Elliot Paquette Co-Author
McGiIl University
 
Eric Kolaczyk Co-Author
McGill University
 
Shurong Lin Speaker
Boston University
 
Thursday, Aug 8: 11:00 AM - 11:25 AM
Invited Paper Session 
Oregon Convention Center 
There has been increasing demand for establishing privacy-preserving methodologies for modern statistics and machine learning. Differential privacy, a mathematical notion from computer science, is a rising tool offering robust privacy guarantees. Recent work focuses primarily on developing differentially private versions of individual statistical and machine learning tasks, with nontrivial upstream pre-processing typically not incorporated. An important example is when record linkage is done prior to downstream modeling. Record linkage refers to the statistical task of linking two or more data sets of the same group of entities without a unique identifier. This probabilistic procedure brings additional uncertainty to the subsequent task.
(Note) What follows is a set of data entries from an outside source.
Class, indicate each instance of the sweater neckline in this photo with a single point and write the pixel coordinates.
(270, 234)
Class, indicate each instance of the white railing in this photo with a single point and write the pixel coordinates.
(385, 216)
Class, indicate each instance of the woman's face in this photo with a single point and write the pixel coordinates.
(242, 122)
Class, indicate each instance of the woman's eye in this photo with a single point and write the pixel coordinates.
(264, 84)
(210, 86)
In this talk, we present two differentially private algorithms for linear regression with linked data. In particular, we propose a noisy gradient method and a sufficient statistics perturbation approach for the estimation of regression coefficients. We investigate the privacy-accuracy tradeoff by providing finite-sample error bounds for the estimators. The variances of the estimators are also discussed.